The iTBS approach is being developed further by Stanford University through a programme known as (Stanford Accelerated Intelligent Neuromodulation Therapy). This aims to improve response rates within a simpler and easier to deliver protocol through a three-step approach: treating patients with multiple sessions per day at optimally spaced intervals; applying a higher overall pulse dose of stimulation; and, most importantly, precision targeting of the left DLPFC to subgenual anterior cingulate cortex (sgACC) circuit. The results, reported in April 2020, of an initial open-label 22 patient study were impressive, with an 86.4% remission rate. These preliminary findings need corroboration by a double-blind placebo (sham treatment) trial, where a positive outcome would support the use of TMS in a broader range of depression indications (including the more severe and treatment resistant).

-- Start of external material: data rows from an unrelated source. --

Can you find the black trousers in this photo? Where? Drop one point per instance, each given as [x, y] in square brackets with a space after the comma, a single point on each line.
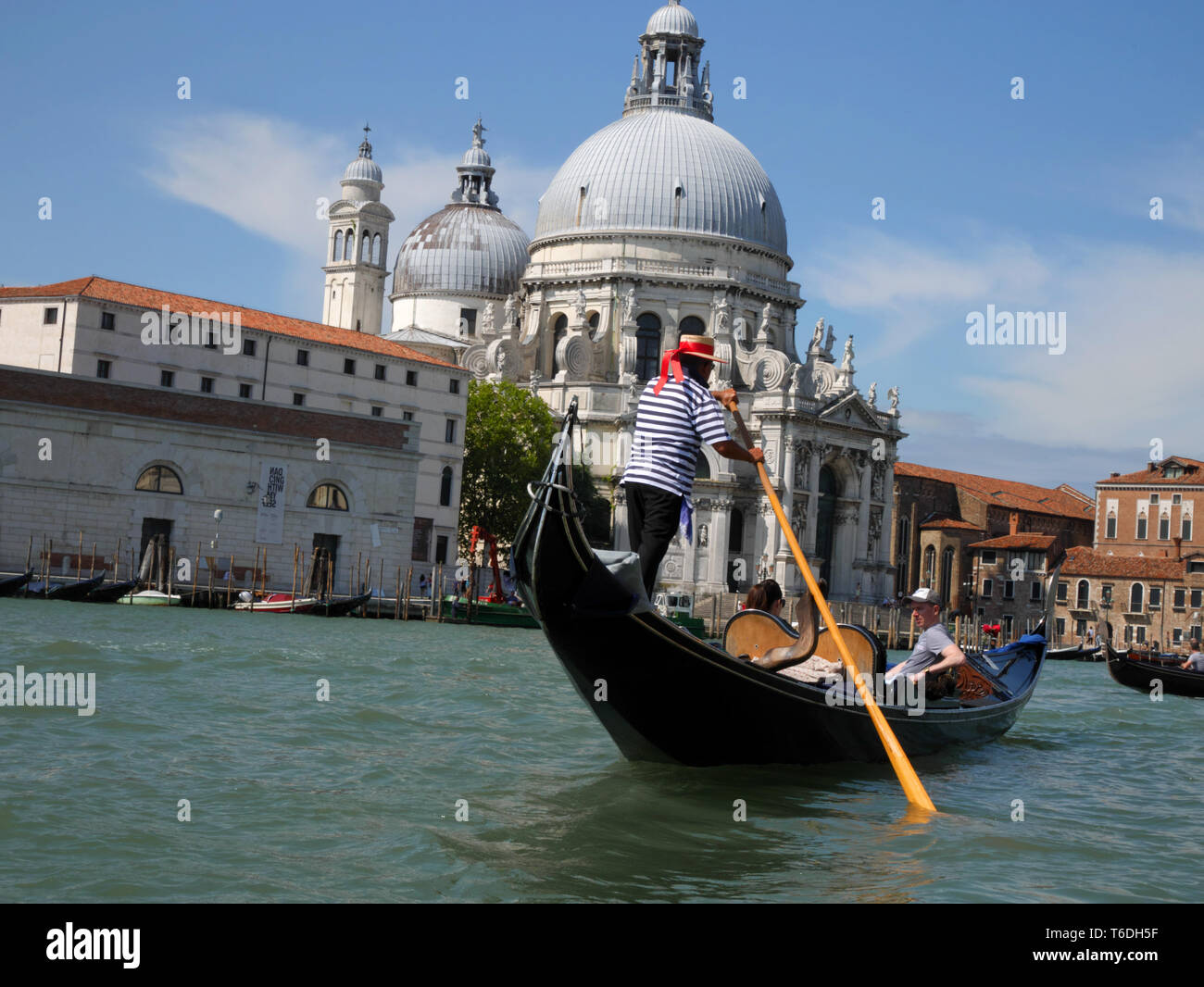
[653, 518]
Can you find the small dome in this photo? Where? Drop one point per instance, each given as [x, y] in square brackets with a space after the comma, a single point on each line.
[672, 19]
[364, 169]
[476, 156]
[462, 249]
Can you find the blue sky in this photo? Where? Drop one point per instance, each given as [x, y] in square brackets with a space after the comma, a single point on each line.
[1034, 205]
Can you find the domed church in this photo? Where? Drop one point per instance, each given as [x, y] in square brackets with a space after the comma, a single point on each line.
[662, 224]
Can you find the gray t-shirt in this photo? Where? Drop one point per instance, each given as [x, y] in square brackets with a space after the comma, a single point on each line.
[926, 651]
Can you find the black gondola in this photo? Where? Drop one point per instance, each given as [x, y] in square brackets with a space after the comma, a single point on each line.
[63, 589]
[1078, 653]
[340, 606]
[1142, 674]
[666, 696]
[113, 591]
[12, 585]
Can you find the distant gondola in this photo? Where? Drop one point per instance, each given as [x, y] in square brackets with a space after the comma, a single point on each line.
[12, 584]
[666, 696]
[63, 589]
[1078, 653]
[1142, 674]
[340, 606]
[112, 593]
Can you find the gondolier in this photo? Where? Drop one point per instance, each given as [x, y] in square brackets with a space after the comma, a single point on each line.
[675, 416]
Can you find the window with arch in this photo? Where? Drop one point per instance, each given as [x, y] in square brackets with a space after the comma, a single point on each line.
[159, 480]
[648, 345]
[735, 531]
[1083, 594]
[1136, 597]
[328, 497]
[947, 574]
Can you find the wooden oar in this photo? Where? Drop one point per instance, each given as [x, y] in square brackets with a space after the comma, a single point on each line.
[910, 781]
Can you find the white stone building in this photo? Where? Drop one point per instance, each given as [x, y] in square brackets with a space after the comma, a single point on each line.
[658, 225]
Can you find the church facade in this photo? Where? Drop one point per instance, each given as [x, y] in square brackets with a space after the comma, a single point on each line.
[663, 224]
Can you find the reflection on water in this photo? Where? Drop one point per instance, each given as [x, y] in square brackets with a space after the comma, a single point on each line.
[357, 798]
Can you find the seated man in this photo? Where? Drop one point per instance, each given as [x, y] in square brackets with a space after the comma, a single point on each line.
[934, 650]
[1196, 660]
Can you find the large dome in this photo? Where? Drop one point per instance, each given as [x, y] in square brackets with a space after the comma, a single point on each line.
[462, 249]
[662, 169]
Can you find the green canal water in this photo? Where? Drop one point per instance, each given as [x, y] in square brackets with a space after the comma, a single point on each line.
[357, 798]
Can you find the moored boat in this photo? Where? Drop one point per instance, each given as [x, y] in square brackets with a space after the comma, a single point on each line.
[151, 598]
[63, 589]
[456, 610]
[112, 593]
[663, 694]
[278, 603]
[13, 584]
[1143, 674]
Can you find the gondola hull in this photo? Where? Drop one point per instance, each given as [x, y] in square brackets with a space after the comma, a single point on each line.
[663, 694]
[1142, 675]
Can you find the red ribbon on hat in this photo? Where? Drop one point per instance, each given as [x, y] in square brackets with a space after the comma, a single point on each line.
[672, 360]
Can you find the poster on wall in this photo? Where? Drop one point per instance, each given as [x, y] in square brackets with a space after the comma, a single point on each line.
[270, 518]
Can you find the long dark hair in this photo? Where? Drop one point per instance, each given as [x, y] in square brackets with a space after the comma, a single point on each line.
[763, 596]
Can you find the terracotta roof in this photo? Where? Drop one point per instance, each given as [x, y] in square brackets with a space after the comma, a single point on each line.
[1152, 474]
[1022, 496]
[943, 522]
[261, 321]
[1023, 540]
[1085, 561]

Nexstim is supporting an investigator-led trial at Kuopio University Hospital using its SmartFocus nTMS system with an accelerated iTBS protocol comparing the responses of 10 patients on a regimen of multiple daily sessions over one week against those seen in 10 patients undertaking conventional TMS. The top line data was originally expected to be available by end-2020, however, it is clear that COVID-19 related restrictions have affected the study and it will now likely to complete slightly later, during Q121. If the data are positive this would be expected to lead to a double-blind, sham controlled study carried out across multiple centres in the US and Europe. We would expect such a trial to involve at least 100 patients in the active arm, in order to support an FDA filing. Clearly Nexstim would require additional funds to support such a study.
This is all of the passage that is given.